Our overall understanding of the regulation of abscission still remains elementary (Fig. 1). In addition to the roles of the ESCRT machinery, the chromosomal passenger complex (CPC) regulates the timing of cytokinesis and abscission via interactions with the Polo-like kinase PLK1, the mitotic kinesin-like protein MKLP1, and CEP55, a key component of the midbody that associates directly with both ESCRT-I and ALIX (Schuh and Audhya, 2014). One current model is that the CPC promotes the formation of a ternary complex consisting of CHMP4C, ANCHR, and VPS4 and prevents premature action by VPS4 in response to chromatin trapped in the midbody (Thoresen et al., 2014). It has also been suggested that CHMP4C phosphorylation by the enzymatic core of the CPC, the Aurora B kinase, directs CHMP4C localization to the midbody and its retention of VPS4 (Carlton et al., 2012). With the new findings by Christ et al. (2016), the relationship between Aurora B–mediated phosphorylation of CHMP4C and its ability to bind ALIX must now be further explored. Additionally, because ALIX appears to be the primary factor that recruits CHMP4C to the midbody, it may represent a novel therapeutic target for activation or bypass of the NoCut abscission checkpoint.

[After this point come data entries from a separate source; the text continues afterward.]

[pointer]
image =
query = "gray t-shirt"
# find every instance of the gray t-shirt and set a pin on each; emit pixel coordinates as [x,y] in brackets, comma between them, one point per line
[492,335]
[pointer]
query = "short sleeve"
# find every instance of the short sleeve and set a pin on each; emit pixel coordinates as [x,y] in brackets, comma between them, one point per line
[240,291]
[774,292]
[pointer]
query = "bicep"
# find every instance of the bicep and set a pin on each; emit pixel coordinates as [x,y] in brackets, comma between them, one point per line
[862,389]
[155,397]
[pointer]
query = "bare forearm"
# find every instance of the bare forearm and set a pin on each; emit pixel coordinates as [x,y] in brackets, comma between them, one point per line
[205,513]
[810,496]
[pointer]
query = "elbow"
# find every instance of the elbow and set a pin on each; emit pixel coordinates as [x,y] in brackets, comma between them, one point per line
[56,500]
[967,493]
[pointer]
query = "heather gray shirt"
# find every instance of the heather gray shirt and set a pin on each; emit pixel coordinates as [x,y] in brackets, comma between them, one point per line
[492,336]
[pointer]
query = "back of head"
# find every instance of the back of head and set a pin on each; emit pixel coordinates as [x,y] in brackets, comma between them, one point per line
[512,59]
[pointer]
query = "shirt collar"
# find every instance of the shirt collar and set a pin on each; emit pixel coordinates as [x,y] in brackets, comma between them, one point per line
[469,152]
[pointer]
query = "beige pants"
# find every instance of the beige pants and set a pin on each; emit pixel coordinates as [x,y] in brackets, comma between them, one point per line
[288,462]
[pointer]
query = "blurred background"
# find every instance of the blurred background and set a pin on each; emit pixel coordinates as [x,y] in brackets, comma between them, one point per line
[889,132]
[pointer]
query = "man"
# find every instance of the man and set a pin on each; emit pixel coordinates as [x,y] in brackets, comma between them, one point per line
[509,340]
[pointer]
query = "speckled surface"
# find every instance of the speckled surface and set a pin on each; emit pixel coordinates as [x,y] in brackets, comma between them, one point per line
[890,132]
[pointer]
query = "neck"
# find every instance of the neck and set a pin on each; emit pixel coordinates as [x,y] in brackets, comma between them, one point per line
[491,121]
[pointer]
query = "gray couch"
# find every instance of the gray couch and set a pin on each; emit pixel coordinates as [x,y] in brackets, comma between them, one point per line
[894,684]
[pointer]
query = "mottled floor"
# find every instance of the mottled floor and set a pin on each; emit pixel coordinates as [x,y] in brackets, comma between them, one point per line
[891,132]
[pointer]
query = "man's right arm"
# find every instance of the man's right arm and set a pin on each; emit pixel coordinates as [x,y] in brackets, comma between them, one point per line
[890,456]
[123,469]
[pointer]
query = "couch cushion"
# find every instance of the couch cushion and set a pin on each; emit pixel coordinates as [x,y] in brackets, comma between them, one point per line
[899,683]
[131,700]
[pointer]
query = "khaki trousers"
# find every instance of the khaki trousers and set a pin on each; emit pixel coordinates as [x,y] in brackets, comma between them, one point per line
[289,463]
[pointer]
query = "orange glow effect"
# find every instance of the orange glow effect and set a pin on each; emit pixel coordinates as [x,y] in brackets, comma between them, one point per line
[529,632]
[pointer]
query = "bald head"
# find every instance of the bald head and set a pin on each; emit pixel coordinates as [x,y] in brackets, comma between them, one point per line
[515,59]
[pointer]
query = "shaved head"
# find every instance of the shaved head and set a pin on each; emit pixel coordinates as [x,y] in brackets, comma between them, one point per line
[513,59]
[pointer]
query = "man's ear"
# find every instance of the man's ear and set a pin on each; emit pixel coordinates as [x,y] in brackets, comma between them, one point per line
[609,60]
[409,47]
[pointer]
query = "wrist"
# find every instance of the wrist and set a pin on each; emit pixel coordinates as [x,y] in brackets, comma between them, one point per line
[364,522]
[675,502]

In contrast to the necessity of ALIX during cytokinetic abscission, its role during MVE formation and ubiquitin-dependent cargo degradation remains debatable. Depletion studies suggest that ALIX is dispensable for the lysosomal sorting of several cargoes (Bowers et al., 2006). However, ALIX is capable of targeting to late endosomal membranes through its interaction with lysobisphosphatidic acid, and some data suggest that ALIX can promote ESCRT-III filament assembly at MVEs (Matsuo et al., 2004; Pires et al., 2009; Bissig and Gruenberg, 2014). In the future, it will be essential to elucidate the mechanisms by which ALIX and CHMP6 direct the nucleation of CHMP4B/ESCRT-III spiral filaments and to determine whether the membrane landscapes of the MVE and the cytokinetic bridge differ in a manner that promotes one pathway over the other. As cryoelectron microscopy–based approaches in cells and reconstituted systems advance, the answer to these questions may become more accessible.